Great ideas! but good luck with it! Maybe, only in a "dream world of a clinical trials system without so much non-sense regulatory burden". The biggest challenge to clinical trials is the current unthinkable regulatory requirements. From telephone book-thick consent forms, to cumbersome adverse event reporting system, to HIPPA, to IRBs, to case report forms, to retrospective audit systems, to countless paper or electronic submissions, and to so much more! Our current clnical trial system is in a state of paralysis thanks to very cumbersome rules and regulations, and it is only getting worse day by day. Regulatory burden is the number one problem! without solving this problem nothing will improve. It is the elapahant in the room, nobody even wants to talk about it, let alone try to tackle it. I would bet this idea/project would give rise to a number of new rules and regulations that are already too many and unbearable. Unless, scientific community all get together and stand up against this paralyzing regulatory non-sense, the advancement of science will not be any better (or worse for that matter).

Matthew S. Katz, MD

Jan, 28 2014 6:55 AM

Mehmet, thanks for taking time to bring up an important issue.  I have heard others raise the issue of regulatory hurdles to clinical trials.  I'm sure there is room for improvement.

As for my idea, I would think that a transparent wiki or collaborative platform may allow regulators to give clinical trial designers pointers early in the process that might lessen revisions and other delays that aren't addressed until a finalized protocol is submitted.  What if regulators were partners in the process rather than being seen in an adversarial role?

By creating a collaborative trial building platform that engages regulators in a positive way,  maybe the changes it would bring will address your concerns.  Maybe not but I think it's worth a try.

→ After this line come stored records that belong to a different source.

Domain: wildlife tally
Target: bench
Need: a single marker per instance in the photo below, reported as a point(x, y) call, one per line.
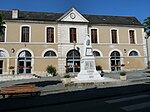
point(19, 89)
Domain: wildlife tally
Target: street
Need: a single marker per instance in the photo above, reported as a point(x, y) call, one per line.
point(132, 102)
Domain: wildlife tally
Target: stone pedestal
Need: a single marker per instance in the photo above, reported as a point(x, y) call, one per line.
point(88, 68)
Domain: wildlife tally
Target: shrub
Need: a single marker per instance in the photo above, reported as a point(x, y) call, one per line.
point(66, 76)
point(122, 73)
point(51, 70)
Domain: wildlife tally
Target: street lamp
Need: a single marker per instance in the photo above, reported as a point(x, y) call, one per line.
point(148, 62)
point(74, 44)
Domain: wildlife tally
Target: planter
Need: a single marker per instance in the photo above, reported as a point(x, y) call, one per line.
point(66, 80)
point(123, 78)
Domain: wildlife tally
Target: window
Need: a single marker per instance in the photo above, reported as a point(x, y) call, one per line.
point(2, 53)
point(72, 35)
point(50, 35)
point(94, 35)
point(132, 36)
point(133, 53)
point(95, 53)
point(49, 53)
point(114, 36)
point(2, 37)
point(25, 34)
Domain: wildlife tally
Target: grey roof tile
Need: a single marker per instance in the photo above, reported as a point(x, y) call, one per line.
point(93, 19)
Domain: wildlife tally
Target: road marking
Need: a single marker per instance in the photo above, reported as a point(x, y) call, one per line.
point(136, 106)
point(127, 98)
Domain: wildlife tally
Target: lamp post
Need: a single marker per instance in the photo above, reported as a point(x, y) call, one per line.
point(74, 44)
point(148, 62)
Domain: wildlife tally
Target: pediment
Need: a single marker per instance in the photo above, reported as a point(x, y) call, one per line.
point(72, 16)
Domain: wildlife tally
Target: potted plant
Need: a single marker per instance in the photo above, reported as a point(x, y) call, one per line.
point(123, 75)
point(51, 70)
point(66, 79)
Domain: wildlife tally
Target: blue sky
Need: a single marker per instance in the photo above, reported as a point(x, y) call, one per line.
point(137, 8)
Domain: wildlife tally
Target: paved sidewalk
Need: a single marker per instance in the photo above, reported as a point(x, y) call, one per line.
point(50, 85)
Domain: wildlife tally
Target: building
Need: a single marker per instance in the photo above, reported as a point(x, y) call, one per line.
point(34, 40)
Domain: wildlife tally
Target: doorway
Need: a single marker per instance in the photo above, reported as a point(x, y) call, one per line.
point(73, 61)
point(115, 61)
point(24, 62)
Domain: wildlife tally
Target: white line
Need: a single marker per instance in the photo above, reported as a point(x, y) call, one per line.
point(127, 98)
point(136, 106)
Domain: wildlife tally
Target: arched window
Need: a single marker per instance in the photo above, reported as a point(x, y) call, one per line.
point(2, 53)
point(133, 53)
point(95, 53)
point(49, 53)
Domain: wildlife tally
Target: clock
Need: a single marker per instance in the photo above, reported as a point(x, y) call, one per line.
point(72, 15)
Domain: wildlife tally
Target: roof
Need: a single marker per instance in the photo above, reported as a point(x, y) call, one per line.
point(93, 19)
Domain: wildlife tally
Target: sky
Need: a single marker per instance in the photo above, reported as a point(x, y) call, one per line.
point(138, 8)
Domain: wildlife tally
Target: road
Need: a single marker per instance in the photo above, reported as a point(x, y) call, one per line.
point(139, 102)
point(132, 102)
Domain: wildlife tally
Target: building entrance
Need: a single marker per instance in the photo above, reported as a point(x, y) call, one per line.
point(115, 61)
point(24, 62)
point(73, 61)
point(1, 66)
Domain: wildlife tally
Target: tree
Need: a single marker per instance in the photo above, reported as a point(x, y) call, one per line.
point(147, 26)
point(2, 27)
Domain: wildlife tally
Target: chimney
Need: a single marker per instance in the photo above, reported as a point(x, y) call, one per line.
point(15, 14)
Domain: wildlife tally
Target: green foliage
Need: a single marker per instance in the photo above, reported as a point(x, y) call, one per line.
point(51, 70)
point(147, 26)
point(123, 73)
point(66, 76)
point(2, 27)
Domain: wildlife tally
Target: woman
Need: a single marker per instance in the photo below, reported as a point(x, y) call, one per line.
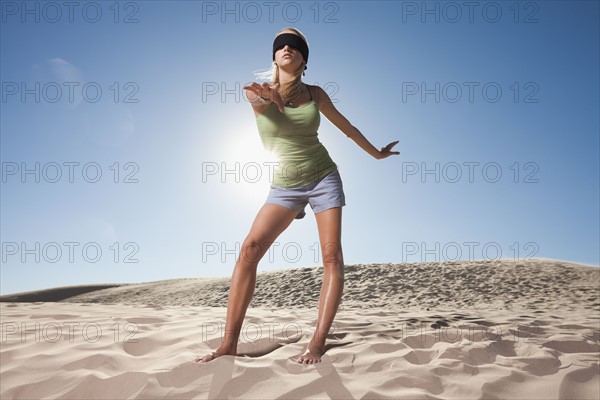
point(287, 115)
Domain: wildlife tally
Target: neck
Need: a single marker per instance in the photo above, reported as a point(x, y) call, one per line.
point(285, 77)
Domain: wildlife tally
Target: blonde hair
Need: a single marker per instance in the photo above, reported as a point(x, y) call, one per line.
point(294, 87)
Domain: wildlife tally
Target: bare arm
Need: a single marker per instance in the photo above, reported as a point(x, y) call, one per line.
point(332, 114)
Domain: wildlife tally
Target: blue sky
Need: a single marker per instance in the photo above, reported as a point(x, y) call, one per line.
point(496, 111)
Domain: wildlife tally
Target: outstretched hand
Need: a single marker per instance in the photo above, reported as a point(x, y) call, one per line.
point(387, 150)
point(267, 91)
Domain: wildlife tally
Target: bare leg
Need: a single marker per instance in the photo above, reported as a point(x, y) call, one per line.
point(271, 220)
point(330, 234)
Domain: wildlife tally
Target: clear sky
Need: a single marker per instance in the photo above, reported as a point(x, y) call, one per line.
point(129, 152)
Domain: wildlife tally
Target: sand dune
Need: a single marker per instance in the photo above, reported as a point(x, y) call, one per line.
point(462, 330)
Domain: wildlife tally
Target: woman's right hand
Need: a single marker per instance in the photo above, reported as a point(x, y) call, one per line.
point(267, 91)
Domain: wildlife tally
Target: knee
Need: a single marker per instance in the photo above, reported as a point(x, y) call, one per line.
point(252, 251)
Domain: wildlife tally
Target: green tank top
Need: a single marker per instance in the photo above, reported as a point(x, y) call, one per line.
point(292, 138)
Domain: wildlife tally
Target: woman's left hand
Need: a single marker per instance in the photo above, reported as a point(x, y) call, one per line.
point(386, 151)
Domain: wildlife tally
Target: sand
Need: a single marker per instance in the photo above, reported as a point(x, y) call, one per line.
point(456, 330)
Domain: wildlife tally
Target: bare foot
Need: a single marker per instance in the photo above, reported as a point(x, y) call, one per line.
point(217, 353)
point(312, 354)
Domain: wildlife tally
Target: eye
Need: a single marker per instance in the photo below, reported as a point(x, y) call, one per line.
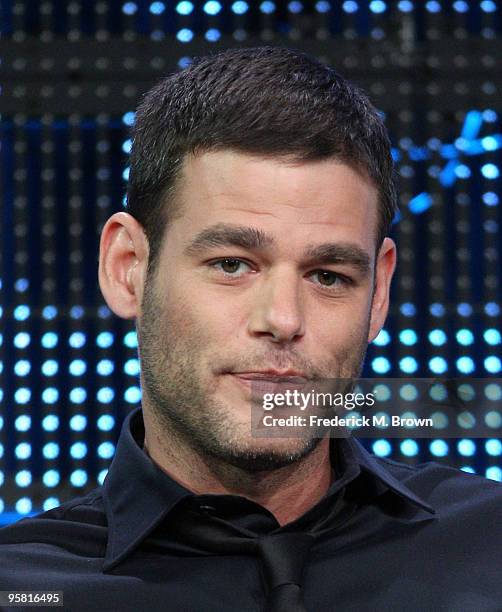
point(231, 266)
point(330, 280)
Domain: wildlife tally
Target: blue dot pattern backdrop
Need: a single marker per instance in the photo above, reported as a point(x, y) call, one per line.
point(71, 76)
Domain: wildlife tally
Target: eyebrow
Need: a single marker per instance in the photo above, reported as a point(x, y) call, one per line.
point(340, 253)
point(225, 234)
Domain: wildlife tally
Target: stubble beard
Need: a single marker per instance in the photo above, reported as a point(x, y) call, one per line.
point(183, 405)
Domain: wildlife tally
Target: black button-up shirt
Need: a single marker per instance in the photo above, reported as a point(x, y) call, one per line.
point(389, 537)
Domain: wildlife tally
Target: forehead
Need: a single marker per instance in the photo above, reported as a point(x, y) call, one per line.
point(297, 202)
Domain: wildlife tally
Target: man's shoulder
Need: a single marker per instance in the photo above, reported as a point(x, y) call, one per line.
point(450, 491)
point(74, 516)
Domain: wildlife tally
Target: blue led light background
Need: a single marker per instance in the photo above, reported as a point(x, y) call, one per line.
point(71, 75)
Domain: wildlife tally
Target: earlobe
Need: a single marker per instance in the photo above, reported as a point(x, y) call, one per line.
point(123, 257)
point(384, 270)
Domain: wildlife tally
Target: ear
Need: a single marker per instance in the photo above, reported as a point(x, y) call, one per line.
point(123, 259)
point(384, 269)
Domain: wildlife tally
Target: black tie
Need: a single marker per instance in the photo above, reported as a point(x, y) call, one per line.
point(283, 556)
point(233, 525)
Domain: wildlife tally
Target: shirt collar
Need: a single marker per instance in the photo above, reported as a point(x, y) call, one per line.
point(138, 495)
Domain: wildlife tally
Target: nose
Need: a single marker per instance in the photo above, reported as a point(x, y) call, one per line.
point(278, 310)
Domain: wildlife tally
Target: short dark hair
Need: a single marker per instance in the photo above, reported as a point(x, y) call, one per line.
point(269, 101)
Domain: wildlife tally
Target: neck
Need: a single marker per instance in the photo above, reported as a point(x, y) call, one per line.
point(287, 492)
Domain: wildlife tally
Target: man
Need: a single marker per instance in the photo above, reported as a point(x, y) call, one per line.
point(254, 250)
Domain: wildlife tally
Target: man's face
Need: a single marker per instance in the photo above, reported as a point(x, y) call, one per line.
point(268, 271)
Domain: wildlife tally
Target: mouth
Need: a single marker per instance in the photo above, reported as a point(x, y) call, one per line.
point(272, 376)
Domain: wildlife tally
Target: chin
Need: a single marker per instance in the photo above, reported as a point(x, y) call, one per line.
point(265, 455)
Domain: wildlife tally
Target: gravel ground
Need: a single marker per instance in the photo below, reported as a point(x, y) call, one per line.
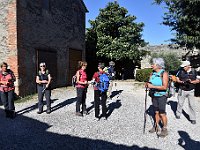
point(123, 130)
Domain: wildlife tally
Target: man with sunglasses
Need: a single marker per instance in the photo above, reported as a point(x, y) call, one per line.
point(43, 80)
point(187, 78)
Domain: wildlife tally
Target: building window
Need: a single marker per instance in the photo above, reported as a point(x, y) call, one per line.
point(46, 5)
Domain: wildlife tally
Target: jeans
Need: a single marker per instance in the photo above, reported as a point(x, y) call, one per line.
point(100, 98)
point(7, 99)
point(41, 94)
point(182, 95)
point(81, 97)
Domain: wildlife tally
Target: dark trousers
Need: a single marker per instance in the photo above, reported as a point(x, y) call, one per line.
point(7, 99)
point(100, 98)
point(81, 97)
point(41, 94)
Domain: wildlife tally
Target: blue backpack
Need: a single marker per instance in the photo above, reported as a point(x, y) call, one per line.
point(103, 84)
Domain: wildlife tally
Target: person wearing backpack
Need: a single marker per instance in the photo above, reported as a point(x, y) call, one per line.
point(43, 80)
point(111, 75)
point(7, 89)
point(158, 88)
point(187, 78)
point(100, 91)
point(81, 88)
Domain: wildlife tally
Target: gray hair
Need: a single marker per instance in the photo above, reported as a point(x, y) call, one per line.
point(159, 62)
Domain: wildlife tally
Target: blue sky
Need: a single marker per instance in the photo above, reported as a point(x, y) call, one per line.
point(151, 15)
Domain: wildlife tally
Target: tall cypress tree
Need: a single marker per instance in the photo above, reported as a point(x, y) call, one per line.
point(115, 35)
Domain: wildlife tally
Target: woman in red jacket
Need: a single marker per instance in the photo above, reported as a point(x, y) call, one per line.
point(81, 87)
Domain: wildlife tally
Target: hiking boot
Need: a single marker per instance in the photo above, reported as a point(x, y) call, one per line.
point(85, 112)
point(79, 114)
point(178, 117)
point(39, 112)
point(163, 133)
point(48, 111)
point(193, 121)
point(153, 129)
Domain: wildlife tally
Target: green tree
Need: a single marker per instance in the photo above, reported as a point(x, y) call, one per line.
point(172, 61)
point(183, 16)
point(114, 35)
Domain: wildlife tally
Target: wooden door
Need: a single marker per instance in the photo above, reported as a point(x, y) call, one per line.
point(74, 57)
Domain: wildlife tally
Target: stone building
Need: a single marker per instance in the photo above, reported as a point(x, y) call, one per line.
point(34, 31)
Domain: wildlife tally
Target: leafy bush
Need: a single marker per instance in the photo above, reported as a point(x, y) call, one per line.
point(172, 61)
point(142, 75)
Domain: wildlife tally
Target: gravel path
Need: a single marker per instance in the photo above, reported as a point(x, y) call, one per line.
point(123, 130)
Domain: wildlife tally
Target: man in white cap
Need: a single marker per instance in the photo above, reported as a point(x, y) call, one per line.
point(187, 78)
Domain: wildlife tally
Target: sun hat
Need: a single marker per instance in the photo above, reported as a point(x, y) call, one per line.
point(185, 63)
point(101, 65)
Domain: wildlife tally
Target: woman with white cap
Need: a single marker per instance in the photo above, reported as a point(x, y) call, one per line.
point(187, 78)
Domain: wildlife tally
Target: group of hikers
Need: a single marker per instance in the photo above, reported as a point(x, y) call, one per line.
point(158, 85)
point(43, 81)
point(102, 80)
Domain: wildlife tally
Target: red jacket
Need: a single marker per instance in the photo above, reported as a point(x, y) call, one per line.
point(10, 78)
point(83, 78)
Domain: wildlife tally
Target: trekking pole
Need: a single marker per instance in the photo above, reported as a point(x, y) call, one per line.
point(145, 107)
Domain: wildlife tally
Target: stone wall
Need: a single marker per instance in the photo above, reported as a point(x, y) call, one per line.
point(59, 27)
point(8, 34)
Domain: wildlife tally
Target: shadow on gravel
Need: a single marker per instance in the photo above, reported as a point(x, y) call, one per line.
point(90, 108)
point(186, 142)
point(112, 106)
point(173, 105)
point(114, 93)
point(186, 115)
point(31, 108)
point(23, 133)
point(63, 104)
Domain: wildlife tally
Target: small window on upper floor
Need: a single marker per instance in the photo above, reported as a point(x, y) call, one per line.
point(46, 5)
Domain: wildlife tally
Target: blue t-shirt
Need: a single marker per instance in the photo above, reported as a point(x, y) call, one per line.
point(156, 80)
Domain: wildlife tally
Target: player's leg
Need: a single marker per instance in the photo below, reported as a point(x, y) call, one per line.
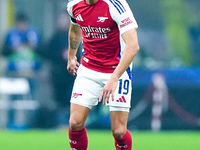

Michael A. Thompson, FASCO, MD, PhD

Jan, 29 2014 8:04 PM

Matt - 

Great post and commentary.

Of note the cooperative group Alliance notes:

"The Alliance for Clinical Trials in Oncology welcomes concept submissions from the general public." 

See site:
https://www.allianceforclinicaltrialsinoncology.org/main/public/standard.xhtml?path=%2FPublic%2FSCRC

Also, I am working on a few interesting trial development and consent approaches, but will comment more once they are farther along in development.

Mike 

Matthew S. Katz, MD

Jan, 29 2014 11:37 PM

Mike,
Thanks for sharing the Alliance resource.  I may take you up on it -- I'm writing up a phase II trial for prostate cancer as we speak and will consider submitting it.  I also look forward to hearing more when you can share it!